As a child, I would sometimes think of life as an interregnum between two episodes of feasting on the popular chickpea curry and leavened bread. The weekend brunch was a ritual of sorts that began with me scurrying down to the neighbourhood halwai shop, buzzing with impatient chhole bhature devotees. At times, the outfit would run out of the goodies before I came anywhere close to the serving counter. Returning home with a brown paper packet, warmed by the fresh, fluffy bhature and a tiffin box filled to the brim with chhole, topped with a delicately pickled carrot, green chillies, diced onions and slivers of ginger, was a feat of sorts. And, if I was lucky, the man at the counter would hand me a complimentary offering of a bright yellow potato curry that announced its friendship with cumin and coriander from far. A glass of lassi would complete the meal, at times sending me into a stupor.

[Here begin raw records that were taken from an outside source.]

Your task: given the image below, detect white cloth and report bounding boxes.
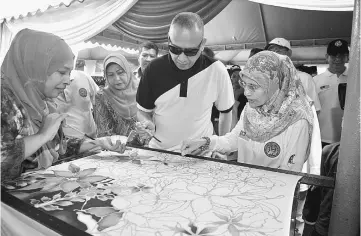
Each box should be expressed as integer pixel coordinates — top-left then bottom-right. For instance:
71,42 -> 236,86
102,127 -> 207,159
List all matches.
248,0 -> 354,11
1,203 -> 61,236
298,71 -> 321,112
314,68 -> 347,143
55,70 -> 99,138
210,105 -> 321,172
0,0 -> 138,64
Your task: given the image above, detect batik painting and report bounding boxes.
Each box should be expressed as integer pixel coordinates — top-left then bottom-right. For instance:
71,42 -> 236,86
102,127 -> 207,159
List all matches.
3,148 -> 301,236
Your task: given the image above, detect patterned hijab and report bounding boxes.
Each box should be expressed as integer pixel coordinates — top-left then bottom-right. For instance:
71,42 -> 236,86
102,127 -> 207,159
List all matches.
1,28 -> 74,168
240,51 -> 313,144
103,53 -> 137,119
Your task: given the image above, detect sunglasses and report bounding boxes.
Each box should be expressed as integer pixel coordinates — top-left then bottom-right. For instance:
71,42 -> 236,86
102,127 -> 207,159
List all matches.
168,37 -> 202,57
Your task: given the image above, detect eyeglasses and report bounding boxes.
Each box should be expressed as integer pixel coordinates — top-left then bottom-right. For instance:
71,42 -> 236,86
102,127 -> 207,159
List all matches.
168,37 -> 202,57
239,80 -> 261,92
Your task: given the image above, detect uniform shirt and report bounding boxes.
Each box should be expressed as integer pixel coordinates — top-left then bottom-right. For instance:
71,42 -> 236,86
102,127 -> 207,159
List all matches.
314,69 -> 347,143
298,71 -> 321,112
209,111 -> 313,172
137,54 -> 234,151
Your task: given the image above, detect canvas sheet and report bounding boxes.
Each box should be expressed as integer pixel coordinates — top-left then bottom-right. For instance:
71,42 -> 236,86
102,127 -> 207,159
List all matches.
2,148 -> 301,236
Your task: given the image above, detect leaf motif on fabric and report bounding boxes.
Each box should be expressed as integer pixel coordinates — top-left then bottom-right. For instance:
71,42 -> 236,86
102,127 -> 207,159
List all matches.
53,170 -> 75,177
111,197 -> 131,210
77,168 -> 97,178
60,181 -> 80,192
97,212 -> 124,231
191,198 -> 212,216
78,175 -> 107,183
228,224 -> 240,236
41,196 -> 51,202
84,207 -> 117,217
42,204 -> 62,211
68,163 -> 81,173
55,201 -> 73,206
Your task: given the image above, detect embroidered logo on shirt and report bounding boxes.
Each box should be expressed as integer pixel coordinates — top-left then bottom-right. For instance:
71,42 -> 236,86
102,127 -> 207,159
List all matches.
335,40 -> 342,47
288,154 -> 296,166
79,88 -> 87,97
264,142 -> 281,158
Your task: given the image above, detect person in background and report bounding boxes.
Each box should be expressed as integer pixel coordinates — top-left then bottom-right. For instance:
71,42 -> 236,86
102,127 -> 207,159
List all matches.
249,48 -> 263,58
94,53 -> 140,138
136,12 -> 234,151
1,29 -> 126,181
181,51 -> 320,173
265,38 -> 321,114
54,70 -> 99,139
227,65 -> 246,128
133,41 -> 159,85
313,39 -> 349,147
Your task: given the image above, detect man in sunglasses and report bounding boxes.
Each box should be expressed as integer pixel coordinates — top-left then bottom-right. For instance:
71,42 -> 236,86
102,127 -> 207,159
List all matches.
136,12 -> 234,151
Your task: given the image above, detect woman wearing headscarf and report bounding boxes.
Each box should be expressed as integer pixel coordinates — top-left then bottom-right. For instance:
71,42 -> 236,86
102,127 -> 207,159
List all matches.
181,51 -> 320,172
1,29 -> 126,181
94,53 -> 139,137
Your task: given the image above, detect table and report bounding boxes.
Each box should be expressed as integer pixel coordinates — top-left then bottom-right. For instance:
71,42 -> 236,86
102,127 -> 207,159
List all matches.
2,146 -> 324,236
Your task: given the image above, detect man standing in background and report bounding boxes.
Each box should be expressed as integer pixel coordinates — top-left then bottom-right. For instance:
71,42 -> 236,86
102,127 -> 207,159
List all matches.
313,39 -> 349,147
133,41 -> 159,85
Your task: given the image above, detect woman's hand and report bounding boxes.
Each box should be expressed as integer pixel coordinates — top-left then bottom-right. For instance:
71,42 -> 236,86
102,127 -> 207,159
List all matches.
38,113 -> 68,141
135,121 -> 155,137
93,137 -> 127,153
211,151 -> 228,160
180,138 -> 207,156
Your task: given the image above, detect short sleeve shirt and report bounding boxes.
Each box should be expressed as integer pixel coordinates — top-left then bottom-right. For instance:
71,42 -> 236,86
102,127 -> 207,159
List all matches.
136,54 -> 234,150
297,71 -> 321,112
313,69 -> 347,143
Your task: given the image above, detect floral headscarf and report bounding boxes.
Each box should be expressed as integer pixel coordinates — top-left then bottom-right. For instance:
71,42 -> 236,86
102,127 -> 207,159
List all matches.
240,51 -> 313,147
103,53 -> 138,119
1,29 -> 74,168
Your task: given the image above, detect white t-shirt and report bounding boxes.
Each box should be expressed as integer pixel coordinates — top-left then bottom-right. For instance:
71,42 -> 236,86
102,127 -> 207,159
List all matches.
313,68 -> 347,143
137,55 -> 234,151
210,110 -> 317,172
298,71 -> 321,112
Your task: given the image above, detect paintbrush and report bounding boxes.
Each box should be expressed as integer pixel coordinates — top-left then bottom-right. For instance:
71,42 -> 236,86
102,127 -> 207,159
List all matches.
62,124 -> 96,140
135,122 -> 162,143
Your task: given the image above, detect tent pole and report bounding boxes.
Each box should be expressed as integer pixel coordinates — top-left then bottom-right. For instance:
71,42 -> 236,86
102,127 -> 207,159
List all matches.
329,0 -> 360,235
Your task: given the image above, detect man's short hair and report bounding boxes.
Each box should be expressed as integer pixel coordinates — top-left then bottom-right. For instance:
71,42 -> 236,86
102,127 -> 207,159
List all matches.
139,41 -> 159,56
170,12 -> 204,36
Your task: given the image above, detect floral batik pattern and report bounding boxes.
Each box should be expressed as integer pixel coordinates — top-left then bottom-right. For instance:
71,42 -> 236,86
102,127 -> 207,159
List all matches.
3,149 -> 301,236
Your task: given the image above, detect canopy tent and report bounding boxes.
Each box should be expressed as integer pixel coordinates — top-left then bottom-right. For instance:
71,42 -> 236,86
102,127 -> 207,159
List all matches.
0,0 -> 354,65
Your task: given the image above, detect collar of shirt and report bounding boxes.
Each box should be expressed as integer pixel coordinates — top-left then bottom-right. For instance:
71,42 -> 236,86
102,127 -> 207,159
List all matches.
133,67 -> 143,80
325,67 -> 348,77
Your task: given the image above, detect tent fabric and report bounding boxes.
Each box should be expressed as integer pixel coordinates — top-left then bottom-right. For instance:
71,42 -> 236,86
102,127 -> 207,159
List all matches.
248,0 -> 354,11
0,0 -> 138,64
112,0 -> 232,42
0,0 -> 84,23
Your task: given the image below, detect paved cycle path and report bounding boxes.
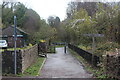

This was till my parents intervened. Chhole bhature had to be subsumed within my mother’s credo of simple, home-cooked food. The Kabuli chana would be soaked overnight to break down its tough fibres. By morning, the house would be teeming with the aroma of spices — coriander, ginger, cumin, cinnamon, asafoetida. The dough would be ready in a couple of hours when the weather was hot and humid, but in winters, preparation for the leavened bread would begin overnight. “It’s best to use ghee, the oil used by the halwai isn’t good, either for taste or nutrition. Don’t go by appearances. The best chhole is the one which lets you savour the taste of all the spices,” my mother would say. A childhood spent with Partition refugees had taught her how to bring out the best from the Kabuli chana. At times, she would stuff the bhaturas with cottage cheese.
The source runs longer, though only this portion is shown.